Question

1. what is the measure of angle p?

Explanation:

Step1: Identify congruent triangles

Assuming $PQRS$ is a parallelogram, $\triangle PRS \cong \triangle RPQ$. Side $QS=9.3$ in, $RS=22$ in, $\angle S=35^\circ$. We use the Law of Sines on $\triangle PQS$ (or $\triangle PRS$) to find $\angle p_2$, then $\angle P = \angle p_1 + \angle p_2$, and $\angle p_1 = \angle s_1$.

Step2: Apply Law of Sines to $\triangle QRS$

Find $\angle r_2$:
$$\frac{\sin\angle r_2}{QS} = \frac{\sin 35^\circ}{RS}$$
$$\sin\angle r_2 = \frac{9.3 \times \sin35^\circ}{22}$$
$$\sin\angle r_2 = \frac{9.3 \times 0.5736}{22} \approx \frac{5.334}{22} \approx 0.2425$$
$$\angle r_2 \approx \arcsin(0.2425) \approx 14^\circ$$

Step3: Calculate $\angle s_1$

In $\triangle QRS$, sum of angles is $180^\circ$:
$$\angle s_1 = 180^\circ - 35^\circ - 14^\circ = 131^\circ$$
$\angle p_1 = \angle s_1 = 131^\circ$ (alternate interior angles in parallelogram)

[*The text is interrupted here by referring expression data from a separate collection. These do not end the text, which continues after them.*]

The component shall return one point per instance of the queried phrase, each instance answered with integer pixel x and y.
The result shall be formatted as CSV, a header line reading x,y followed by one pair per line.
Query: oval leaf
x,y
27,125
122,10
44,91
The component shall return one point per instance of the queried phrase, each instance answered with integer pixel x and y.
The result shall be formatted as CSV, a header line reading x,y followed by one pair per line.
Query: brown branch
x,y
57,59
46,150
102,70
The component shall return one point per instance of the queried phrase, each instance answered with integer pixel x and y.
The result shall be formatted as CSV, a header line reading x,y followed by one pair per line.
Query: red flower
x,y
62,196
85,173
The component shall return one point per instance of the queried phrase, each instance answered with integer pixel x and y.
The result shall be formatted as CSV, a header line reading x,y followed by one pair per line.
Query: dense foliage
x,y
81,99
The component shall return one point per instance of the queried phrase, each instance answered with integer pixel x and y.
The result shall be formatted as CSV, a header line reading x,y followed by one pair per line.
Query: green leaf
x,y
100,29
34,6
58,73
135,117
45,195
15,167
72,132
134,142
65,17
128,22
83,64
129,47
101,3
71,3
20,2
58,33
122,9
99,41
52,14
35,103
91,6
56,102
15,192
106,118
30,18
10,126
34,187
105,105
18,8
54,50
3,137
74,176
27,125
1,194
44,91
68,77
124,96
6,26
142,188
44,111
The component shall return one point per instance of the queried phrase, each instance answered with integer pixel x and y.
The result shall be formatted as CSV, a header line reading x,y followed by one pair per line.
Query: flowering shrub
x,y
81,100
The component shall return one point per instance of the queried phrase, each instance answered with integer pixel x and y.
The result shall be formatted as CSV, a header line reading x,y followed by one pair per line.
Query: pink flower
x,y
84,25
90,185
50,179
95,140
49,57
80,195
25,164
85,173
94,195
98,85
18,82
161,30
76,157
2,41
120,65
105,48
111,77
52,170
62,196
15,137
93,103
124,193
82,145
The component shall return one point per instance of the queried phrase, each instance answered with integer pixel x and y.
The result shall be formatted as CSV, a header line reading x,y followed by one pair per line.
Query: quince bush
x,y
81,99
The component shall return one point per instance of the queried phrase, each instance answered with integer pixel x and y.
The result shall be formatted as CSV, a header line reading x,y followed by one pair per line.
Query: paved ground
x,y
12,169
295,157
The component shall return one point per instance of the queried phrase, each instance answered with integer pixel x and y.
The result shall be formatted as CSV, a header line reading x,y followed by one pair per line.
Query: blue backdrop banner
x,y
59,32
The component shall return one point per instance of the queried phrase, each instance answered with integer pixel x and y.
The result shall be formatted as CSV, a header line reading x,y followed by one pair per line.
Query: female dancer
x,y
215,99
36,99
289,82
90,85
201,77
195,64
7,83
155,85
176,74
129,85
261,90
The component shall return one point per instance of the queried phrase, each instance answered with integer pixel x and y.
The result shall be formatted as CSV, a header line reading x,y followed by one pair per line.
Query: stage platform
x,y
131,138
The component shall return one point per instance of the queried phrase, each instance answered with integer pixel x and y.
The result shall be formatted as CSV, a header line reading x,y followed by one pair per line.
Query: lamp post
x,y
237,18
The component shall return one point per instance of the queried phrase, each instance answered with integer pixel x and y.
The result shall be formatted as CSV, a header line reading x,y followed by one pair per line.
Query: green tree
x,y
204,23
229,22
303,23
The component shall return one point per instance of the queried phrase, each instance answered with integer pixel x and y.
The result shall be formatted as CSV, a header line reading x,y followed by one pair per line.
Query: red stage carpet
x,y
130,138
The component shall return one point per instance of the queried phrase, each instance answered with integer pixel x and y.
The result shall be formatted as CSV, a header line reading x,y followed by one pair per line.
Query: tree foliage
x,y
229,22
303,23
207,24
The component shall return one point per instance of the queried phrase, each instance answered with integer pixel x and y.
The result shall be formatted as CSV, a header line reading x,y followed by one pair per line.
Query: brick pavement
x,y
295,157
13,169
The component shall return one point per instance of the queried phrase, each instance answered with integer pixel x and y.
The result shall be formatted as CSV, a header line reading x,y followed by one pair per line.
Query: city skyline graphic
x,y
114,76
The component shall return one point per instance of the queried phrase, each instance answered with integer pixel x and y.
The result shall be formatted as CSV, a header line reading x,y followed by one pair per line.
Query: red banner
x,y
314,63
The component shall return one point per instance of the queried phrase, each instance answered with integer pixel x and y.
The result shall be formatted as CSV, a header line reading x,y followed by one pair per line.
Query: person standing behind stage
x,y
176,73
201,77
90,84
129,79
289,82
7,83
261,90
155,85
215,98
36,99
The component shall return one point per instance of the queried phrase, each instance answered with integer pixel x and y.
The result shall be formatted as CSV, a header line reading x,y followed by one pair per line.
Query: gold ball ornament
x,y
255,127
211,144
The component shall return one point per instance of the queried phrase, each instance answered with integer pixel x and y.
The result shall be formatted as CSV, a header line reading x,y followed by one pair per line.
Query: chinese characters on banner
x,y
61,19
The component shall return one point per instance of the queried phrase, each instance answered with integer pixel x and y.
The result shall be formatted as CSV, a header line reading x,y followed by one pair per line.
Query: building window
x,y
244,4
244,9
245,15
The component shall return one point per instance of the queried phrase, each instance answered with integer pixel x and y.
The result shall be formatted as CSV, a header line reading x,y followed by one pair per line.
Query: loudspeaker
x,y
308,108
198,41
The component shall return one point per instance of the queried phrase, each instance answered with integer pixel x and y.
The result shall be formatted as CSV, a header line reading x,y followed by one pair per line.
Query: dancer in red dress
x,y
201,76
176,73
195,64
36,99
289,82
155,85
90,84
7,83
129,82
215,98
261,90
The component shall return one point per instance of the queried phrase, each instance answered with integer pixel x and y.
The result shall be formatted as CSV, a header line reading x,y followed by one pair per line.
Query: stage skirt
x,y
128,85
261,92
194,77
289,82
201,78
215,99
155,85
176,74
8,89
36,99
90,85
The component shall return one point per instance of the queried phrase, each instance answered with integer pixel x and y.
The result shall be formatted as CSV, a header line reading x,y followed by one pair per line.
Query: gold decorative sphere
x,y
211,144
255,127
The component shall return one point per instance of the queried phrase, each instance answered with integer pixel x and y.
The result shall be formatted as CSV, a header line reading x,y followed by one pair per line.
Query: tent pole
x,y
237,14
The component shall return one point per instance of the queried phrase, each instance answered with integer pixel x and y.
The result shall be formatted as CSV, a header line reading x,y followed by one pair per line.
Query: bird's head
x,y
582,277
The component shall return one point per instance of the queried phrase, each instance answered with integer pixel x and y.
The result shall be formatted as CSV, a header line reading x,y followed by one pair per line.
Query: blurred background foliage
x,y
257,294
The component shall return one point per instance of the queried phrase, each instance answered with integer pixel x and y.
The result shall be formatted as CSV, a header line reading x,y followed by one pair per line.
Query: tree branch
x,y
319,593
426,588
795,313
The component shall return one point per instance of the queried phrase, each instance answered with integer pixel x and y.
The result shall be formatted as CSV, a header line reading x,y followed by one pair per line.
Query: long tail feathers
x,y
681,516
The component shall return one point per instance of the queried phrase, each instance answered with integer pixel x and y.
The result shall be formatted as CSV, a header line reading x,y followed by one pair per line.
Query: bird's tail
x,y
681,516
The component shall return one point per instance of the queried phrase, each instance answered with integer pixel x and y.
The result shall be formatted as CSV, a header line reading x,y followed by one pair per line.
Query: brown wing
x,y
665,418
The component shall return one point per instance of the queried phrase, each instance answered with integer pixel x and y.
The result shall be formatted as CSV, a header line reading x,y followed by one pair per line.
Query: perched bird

Step4: Find $\angle p_2$ using Law of Sines on $\triangle PQS$

$\angle p_2 = \angle r_2 = 14^\circ$ (congruent triangles)

Step5: Calculate total $\angle P$

$$\angle P = \angle p_1 + \angle p_2 = 131^\circ + 14^\circ$$

Answer:

$145^\circ$

Note: This solution assumes $PQRS$ is a parallelogram, as the problem implies congruent triangles formed by diagonals, a key property of parallelograms.